GRUB_CMDLINE_LINUX="intel_iommu=on iommu=pt default_hugepagesz=1G hugepagesz=1G hugepages=64 isolcpus=0-31 nohz_full=0-31"

For AMD: amd_iommu=on iommu=pt.

What each does:

  • intel_iommu=on — enable the IOMMU driver
  • iommu=pt — passthrough mode for host devices (PF stays direct, VFs go through mapping)
  • default_hugepagesz=1G hugepagesz=1G hugepages=64 — reserve 64 × 1 GB hugepages (64 GB) for DMA-able buffers. RDMA at 400 G needs large contiguous regions.
  • isolcpus=0-31 — reserve cores 0-31 for the application (no kernel scheduler interference).

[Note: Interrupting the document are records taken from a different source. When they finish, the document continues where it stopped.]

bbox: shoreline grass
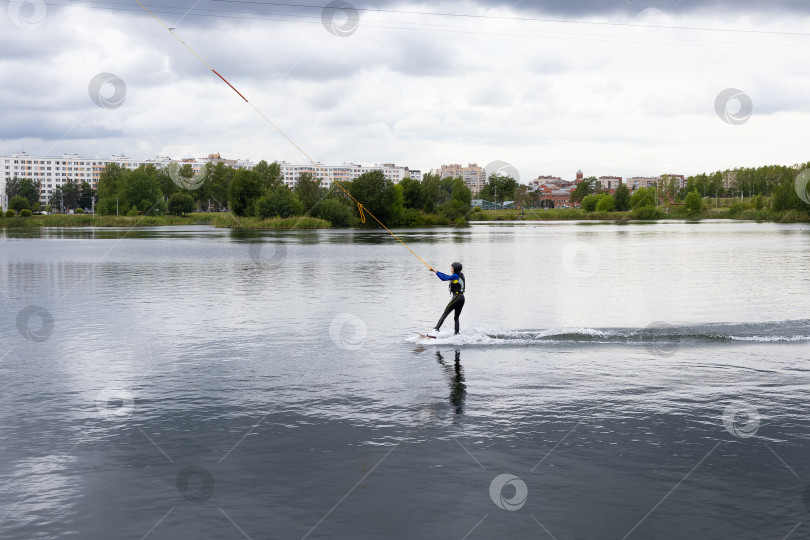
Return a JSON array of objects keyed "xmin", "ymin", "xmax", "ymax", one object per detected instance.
[
  {"xmin": 0, "ymin": 205, "xmax": 810, "ymax": 230},
  {"xmin": 469, "ymin": 207, "xmax": 810, "ymax": 223},
  {"xmin": 213, "ymin": 214, "xmax": 332, "ymax": 230}
]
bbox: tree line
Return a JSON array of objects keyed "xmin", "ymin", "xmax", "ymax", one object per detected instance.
[{"xmin": 88, "ymin": 161, "xmax": 472, "ymax": 227}]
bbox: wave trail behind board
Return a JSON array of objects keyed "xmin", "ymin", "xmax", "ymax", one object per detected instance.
[{"xmin": 408, "ymin": 319, "xmax": 810, "ymax": 350}]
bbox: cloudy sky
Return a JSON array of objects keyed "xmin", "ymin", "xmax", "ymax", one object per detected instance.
[{"xmin": 0, "ymin": 0, "xmax": 810, "ymax": 182}]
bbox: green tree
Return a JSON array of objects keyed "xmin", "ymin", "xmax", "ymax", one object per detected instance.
[
  {"xmin": 117, "ymin": 165, "xmax": 164, "ymax": 215},
  {"xmin": 571, "ymin": 176, "xmax": 598, "ymax": 203},
  {"xmin": 683, "ymin": 190, "xmax": 703, "ymax": 218},
  {"xmin": 6, "ymin": 176, "xmax": 20, "ymax": 199},
  {"xmin": 49, "ymin": 186, "xmax": 65, "ymax": 214},
  {"xmin": 62, "ymin": 178, "xmax": 81, "ymax": 209},
  {"xmin": 349, "ymin": 170, "xmax": 404, "ymax": 226},
  {"xmin": 294, "ymin": 173, "xmax": 323, "ymax": 212},
  {"xmin": 481, "ymin": 174, "xmax": 518, "ymax": 204},
  {"xmin": 254, "ymin": 186, "xmax": 304, "ymax": 219},
  {"xmin": 169, "ymin": 192, "xmax": 194, "ymax": 216},
  {"xmin": 439, "ymin": 199, "xmax": 470, "ymax": 223},
  {"xmin": 156, "ymin": 169, "xmax": 178, "ymax": 197},
  {"xmin": 613, "ymin": 183, "xmax": 630, "ymax": 212},
  {"xmin": 771, "ymin": 179, "xmax": 810, "ymax": 212},
  {"xmin": 596, "ymin": 195, "xmax": 616, "ymax": 212},
  {"xmin": 630, "ymin": 188, "xmax": 655, "ymax": 208},
  {"xmin": 253, "ymin": 160, "xmax": 282, "ymax": 191},
  {"xmin": 399, "ymin": 178, "xmax": 425, "ymax": 208},
  {"xmin": 228, "ymin": 169, "xmax": 262, "ymax": 216},
  {"xmin": 312, "ymin": 198, "xmax": 352, "ymax": 227},
  {"xmin": 78, "ymin": 181, "xmax": 96, "ymax": 208},
  {"xmin": 450, "ymin": 178, "xmax": 472, "ymax": 208},
  {"xmin": 17, "ymin": 178, "xmax": 42, "ymax": 206},
  {"xmin": 8, "ymin": 195, "xmax": 31, "ymax": 212},
  {"xmin": 98, "ymin": 163, "xmax": 126, "ymax": 199},
  {"xmin": 581, "ymin": 195, "xmax": 602, "ymax": 212},
  {"xmin": 199, "ymin": 162, "xmax": 234, "ymax": 210},
  {"xmin": 96, "ymin": 198, "xmax": 116, "ymax": 216}
]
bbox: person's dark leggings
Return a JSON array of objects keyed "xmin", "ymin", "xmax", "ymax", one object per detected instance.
[{"xmin": 436, "ymin": 293, "xmax": 464, "ymax": 334}]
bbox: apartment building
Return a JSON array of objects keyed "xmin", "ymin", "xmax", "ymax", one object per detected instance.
[
  {"xmin": 439, "ymin": 163, "xmax": 487, "ymax": 193},
  {"xmin": 279, "ymin": 161, "xmax": 410, "ymax": 188},
  {"xmin": 597, "ymin": 176, "xmax": 622, "ymax": 190},
  {"xmin": 0, "ymin": 152, "xmax": 255, "ymax": 208}
]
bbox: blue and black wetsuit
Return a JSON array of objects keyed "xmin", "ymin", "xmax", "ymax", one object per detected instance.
[{"xmin": 435, "ymin": 272, "xmax": 465, "ymax": 334}]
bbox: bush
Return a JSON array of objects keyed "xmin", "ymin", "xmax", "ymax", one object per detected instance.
[
  {"xmin": 312, "ymin": 199, "xmax": 352, "ymax": 227},
  {"xmin": 8, "ymin": 195, "xmax": 31, "ymax": 212},
  {"xmin": 439, "ymin": 199, "xmax": 470, "ymax": 222},
  {"xmin": 633, "ymin": 206, "xmax": 664, "ymax": 220},
  {"xmin": 596, "ymin": 195, "xmax": 616, "ymax": 212},
  {"xmin": 728, "ymin": 201, "xmax": 748, "ymax": 219},
  {"xmin": 683, "ymin": 190, "xmax": 703, "ymax": 218},
  {"xmin": 402, "ymin": 208, "xmax": 423, "ymax": 225},
  {"xmin": 169, "ymin": 192, "xmax": 194, "ymax": 216},
  {"xmin": 96, "ymin": 199, "xmax": 116, "ymax": 216},
  {"xmin": 582, "ymin": 195, "xmax": 599, "ymax": 213},
  {"xmin": 630, "ymin": 188, "xmax": 655, "ymax": 208},
  {"xmin": 613, "ymin": 184, "xmax": 630, "ymax": 212},
  {"xmin": 254, "ymin": 186, "xmax": 304, "ymax": 219}
]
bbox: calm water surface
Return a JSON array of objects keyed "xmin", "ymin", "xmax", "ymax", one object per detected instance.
[{"xmin": 0, "ymin": 222, "xmax": 810, "ymax": 540}]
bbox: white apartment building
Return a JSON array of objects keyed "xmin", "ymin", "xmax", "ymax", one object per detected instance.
[
  {"xmin": 0, "ymin": 152, "xmax": 255, "ymax": 209},
  {"xmin": 439, "ymin": 163, "xmax": 487, "ymax": 193},
  {"xmin": 279, "ymin": 161, "xmax": 410, "ymax": 188},
  {"xmin": 599, "ymin": 176, "xmax": 622, "ymax": 189}
]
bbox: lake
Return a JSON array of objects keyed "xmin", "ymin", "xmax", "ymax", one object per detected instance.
[{"xmin": 0, "ymin": 221, "xmax": 810, "ymax": 540}]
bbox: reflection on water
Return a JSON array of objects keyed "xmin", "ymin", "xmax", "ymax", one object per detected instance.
[
  {"xmin": 436, "ymin": 349, "xmax": 467, "ymax": 414},
  {"xmin": 0, "ymin": 223, "xmax": 810, "ymax": 540}
]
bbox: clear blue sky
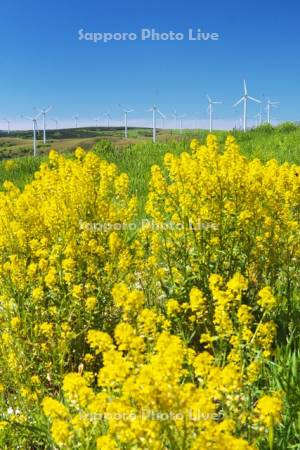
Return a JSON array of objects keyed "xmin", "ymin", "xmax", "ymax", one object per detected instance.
[{"xmin": 0, "ymin": 0, "xmax": 300, "ymax": 128}]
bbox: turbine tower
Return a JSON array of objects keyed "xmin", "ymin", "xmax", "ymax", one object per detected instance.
[
  {"xmin": 207, "ymin": 95, "xmax": 222, "ymax": 133},
  {"xmin": 3, "ymin": 119, "xmax": 11, "ymax": 134},
  {"xmin": 104, "ymin": 112, "xmax": 112, "ymax": 128},
  {"xmin": 94, "ymin": 117, "xmax": 100, "ymax": 128},
  {"xmin": 40, "ymin": 106, "xmax": 52, "ymax": 144},
  {"xmin": 178, "ymin": 114, "xmax": 186, "ymax": 134},
  {"xmin": 51, "ymin": 119, "xmax": 58, "ymax": 130},
  {"xmin": 22, "ymin": 112, "xmax": 42, "ymax": 156},
  {"xmin": 119, "ymin": 105, "xmax": 134, "ymax": 139},
  {"xmin": 233, "ymin": 80, "xmax": 261, "ymax": 132},
  {"xmin": 73, "ymin": 113, "xmax": 79, "ymax": 129},
  {"xmin": 267, "ymin": 98, "xmax": 279, "ymax": 124},
  {"xmin": 148, "ymin": 105, "xmax": 166, "ymax": 143},
  {"xmin": 173, "ymin": 109, "xmax": 179, "ymax": 130}
]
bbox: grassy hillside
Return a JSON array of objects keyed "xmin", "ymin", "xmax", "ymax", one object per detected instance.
[{"xmin": 0, "ymin": 124, "xmax": 300, "ymax": 218}]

Tune for your CPU.
  • nohz_full=0-31 — disable the tick on isolated cores (less jitter for tight RDMA loops)

Verify after reboot:

cat /proc/cmdline # confirm flags applied
dmesg | grep -i iommu # should show IOMMU enabled
cat /proc/meminfo | grep Huge # should show 64 hugepages

Phase 3: NIC driver + RDMA core

The Mellanox / NVIDIA OFED driver is usually installed via the Network Operator (Phase 5), but for manual testing you can install it directly:

# Download from NVIDIA (or use distro packages)
./mlnxofedinstall --upstream-libs --dpdk

# Create VFs on each NIC port
echo 16 > /sys/class/net/enp1s0/device/sriov_numvfs
echo 16 > /sys/class/net/enp2s0/device/sriov_numvfs
# ... repeat for all 8 NIC ports

Verify:

lspci | grep -i mellanox # PFs + VFs visible
rdma link # list all mlx5_N devices
ibv_devinfo # confirm RDMA verbs accessible
ibstat # detailed per-device info

Each port should show 1 PF + N VFs.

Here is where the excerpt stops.